Microchip-sized generating plant could power portable devices

A series of three centimetre by three centimetre microchips, fuelled by small cartridges of methanol, could be used to produce hydrogen to power portable electronic devices such as laptop computers for up to ten hours, five times longer than standard rechargeable batteries.


The minute power generator is being developed by scientists at Lehigh University in Bethlehem, Pennsylvania, in the United States, and currently only produces a small amount of hydrogen, but this is sufficient to demonstrate that the project is feasible, says the University. The device uses the channels that normally transmit electrical current in order to carry reagents to fuel the generating plant housed in the chip’s reformer. This is heated by electricity, and the resulting reaction produces hydrogen. “About 10 years ago people started thinking, ‘can we take the same fabrication methods for silicon chips and instead of using them for electronics, use them for something else?’,” said Mayuresh Kothare, Assistant Professor of Chemical Engineering.

“At Lehigh our chip-based micro-chemical plant will take a reagent, such as methanol, or a hydrocarbon, like diesel or gasoline, and carry it to a tiny reactor to produce hydrogen,” said Kothare. “We have already produced hydrogen and have been able to get the reagents into the reactor to carry out the necessary reaction.” The hydrogen can then be collected in a miniature fuel cell which would power an electronic device, claim the researchers.

While the researchers admit that one chip alone cannot power a laptop computer, Kothare says that by wrapping up scores of the micro-plants together, known as ‘numbering up’, enough power could be produced to operate a wide variety of electronic devices. The technology would not face the problems of rechargeable batteries which can only be recharged a limited number of times (see related story), and instead of having to stop in order to recharge batteries, operators would merely have to insert a new fuel source.

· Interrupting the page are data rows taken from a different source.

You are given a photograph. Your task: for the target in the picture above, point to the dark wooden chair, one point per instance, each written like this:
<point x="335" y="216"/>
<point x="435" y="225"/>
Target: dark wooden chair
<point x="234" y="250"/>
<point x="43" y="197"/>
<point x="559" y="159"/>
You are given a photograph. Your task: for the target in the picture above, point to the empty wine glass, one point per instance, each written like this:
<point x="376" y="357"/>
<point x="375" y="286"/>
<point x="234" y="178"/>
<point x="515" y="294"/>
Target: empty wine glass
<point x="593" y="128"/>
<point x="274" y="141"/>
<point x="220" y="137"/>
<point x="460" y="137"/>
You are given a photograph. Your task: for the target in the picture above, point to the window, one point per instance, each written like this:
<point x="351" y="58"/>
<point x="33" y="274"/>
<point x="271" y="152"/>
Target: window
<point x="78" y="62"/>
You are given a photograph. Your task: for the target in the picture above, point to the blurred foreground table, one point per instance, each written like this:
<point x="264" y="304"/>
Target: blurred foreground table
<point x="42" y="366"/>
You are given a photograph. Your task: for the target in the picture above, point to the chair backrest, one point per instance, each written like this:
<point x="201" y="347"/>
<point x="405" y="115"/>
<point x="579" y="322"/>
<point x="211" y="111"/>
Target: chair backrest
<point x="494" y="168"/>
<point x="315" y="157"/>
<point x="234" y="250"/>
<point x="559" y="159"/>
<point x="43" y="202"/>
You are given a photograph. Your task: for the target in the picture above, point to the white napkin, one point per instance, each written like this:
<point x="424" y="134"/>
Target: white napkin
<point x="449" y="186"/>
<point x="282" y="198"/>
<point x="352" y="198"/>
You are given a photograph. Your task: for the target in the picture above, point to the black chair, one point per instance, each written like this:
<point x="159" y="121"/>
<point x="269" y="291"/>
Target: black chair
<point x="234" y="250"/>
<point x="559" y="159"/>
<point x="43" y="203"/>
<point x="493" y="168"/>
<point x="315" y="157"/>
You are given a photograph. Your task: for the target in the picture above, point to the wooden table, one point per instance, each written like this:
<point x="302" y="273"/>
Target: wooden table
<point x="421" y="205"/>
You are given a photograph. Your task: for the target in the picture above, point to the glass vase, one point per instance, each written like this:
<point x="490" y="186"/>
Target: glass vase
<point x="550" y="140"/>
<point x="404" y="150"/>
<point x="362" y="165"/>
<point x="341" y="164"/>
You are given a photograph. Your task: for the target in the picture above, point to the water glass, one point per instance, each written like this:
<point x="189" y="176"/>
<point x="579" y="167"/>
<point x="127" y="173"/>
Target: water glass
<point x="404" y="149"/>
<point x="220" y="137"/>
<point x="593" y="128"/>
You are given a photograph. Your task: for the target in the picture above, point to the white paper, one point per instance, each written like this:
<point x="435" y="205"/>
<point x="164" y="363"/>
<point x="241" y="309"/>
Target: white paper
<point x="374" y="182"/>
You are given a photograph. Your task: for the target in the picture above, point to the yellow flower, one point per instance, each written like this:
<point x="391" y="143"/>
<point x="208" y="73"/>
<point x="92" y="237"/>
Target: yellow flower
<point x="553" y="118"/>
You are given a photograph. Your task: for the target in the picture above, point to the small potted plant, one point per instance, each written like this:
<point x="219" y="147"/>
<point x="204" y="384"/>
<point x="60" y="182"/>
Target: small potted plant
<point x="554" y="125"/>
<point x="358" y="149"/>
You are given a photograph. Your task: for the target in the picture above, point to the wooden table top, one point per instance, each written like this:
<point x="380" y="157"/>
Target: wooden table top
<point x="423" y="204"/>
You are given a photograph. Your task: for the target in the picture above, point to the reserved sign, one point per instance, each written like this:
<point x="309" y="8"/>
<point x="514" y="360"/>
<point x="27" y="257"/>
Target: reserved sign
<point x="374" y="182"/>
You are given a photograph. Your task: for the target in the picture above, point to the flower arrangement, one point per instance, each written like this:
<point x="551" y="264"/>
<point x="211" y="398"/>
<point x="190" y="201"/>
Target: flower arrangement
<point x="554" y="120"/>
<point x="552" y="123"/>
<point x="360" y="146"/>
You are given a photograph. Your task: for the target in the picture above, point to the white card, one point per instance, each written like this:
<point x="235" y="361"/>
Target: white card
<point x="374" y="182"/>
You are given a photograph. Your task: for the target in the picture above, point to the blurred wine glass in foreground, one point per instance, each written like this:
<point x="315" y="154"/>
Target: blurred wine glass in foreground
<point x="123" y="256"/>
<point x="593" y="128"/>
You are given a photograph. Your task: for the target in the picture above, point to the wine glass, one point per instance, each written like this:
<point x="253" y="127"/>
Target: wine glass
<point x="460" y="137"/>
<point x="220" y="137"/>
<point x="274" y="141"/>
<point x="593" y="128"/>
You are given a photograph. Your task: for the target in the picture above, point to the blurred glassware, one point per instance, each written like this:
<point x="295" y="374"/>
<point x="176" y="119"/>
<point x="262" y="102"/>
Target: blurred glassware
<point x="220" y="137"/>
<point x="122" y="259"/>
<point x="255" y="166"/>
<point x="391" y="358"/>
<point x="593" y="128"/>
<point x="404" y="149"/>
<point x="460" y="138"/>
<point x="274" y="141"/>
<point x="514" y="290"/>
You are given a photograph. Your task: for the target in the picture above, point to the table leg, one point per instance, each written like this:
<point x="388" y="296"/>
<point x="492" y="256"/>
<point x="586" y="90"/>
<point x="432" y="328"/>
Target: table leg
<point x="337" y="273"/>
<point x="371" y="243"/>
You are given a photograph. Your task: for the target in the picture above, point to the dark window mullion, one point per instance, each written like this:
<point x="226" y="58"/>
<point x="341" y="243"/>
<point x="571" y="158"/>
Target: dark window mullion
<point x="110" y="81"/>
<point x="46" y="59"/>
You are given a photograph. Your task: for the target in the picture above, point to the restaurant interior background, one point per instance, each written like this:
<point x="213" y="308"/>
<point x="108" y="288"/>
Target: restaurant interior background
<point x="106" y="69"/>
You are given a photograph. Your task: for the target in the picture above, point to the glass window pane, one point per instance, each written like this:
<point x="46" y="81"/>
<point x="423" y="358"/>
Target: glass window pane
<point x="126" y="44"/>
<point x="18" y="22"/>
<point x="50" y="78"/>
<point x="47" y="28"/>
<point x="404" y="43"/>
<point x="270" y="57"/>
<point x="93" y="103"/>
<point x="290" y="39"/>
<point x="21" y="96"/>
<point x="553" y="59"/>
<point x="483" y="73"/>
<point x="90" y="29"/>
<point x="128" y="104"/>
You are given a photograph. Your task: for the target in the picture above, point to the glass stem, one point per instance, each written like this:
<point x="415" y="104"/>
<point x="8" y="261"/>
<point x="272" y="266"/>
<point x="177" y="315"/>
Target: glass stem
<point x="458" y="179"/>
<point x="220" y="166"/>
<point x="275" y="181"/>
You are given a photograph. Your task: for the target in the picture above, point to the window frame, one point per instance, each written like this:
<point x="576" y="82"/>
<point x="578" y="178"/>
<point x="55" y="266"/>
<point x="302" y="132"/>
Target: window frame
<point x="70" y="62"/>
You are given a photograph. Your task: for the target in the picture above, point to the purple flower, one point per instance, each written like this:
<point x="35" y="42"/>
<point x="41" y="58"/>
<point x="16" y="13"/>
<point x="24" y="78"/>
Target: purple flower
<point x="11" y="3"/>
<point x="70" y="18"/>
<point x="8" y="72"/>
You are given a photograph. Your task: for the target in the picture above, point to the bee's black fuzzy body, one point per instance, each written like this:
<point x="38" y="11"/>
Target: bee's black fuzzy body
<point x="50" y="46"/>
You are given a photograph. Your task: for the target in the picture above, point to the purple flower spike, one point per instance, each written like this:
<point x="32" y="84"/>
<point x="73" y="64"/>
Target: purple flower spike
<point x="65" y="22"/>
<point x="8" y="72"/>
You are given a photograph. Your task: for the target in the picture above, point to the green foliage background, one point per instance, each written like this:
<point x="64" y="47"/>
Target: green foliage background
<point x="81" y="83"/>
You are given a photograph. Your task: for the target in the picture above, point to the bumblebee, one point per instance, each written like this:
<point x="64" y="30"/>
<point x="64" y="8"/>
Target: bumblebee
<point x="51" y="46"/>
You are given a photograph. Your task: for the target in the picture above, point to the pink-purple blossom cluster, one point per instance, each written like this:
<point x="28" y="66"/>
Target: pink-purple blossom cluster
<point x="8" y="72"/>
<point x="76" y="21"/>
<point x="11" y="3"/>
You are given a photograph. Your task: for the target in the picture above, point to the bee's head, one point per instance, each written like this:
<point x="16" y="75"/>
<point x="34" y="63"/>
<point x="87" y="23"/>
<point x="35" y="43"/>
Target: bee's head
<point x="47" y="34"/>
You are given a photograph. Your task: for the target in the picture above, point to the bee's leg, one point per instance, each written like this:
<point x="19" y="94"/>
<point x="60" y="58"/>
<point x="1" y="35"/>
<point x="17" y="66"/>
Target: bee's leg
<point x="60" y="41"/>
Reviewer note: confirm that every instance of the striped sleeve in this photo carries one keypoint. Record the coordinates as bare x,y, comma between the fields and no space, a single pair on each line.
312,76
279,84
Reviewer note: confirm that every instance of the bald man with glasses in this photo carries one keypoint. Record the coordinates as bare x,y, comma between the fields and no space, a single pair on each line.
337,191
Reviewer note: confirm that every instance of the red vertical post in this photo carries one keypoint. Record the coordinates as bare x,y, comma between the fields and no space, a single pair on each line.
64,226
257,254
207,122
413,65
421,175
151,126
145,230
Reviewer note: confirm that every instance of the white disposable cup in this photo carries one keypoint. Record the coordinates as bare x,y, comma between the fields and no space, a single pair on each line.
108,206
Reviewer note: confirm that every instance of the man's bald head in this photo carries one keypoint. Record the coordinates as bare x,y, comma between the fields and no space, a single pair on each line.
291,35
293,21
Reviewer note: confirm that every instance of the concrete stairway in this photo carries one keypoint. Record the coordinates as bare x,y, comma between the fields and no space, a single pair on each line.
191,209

However, challenges still remain before the device is fully developed, including the problem of how to get the reagents into the micro-capillaries. “Think of piping in your own house,” said Kothare. “You can buy standard fittings but there are no standard fittings for the chip plant and there are no standardized pipes. To get the reagents in is a whole world of its own. You don’t know how much will leak or vaporize or if it is sealed tightly.”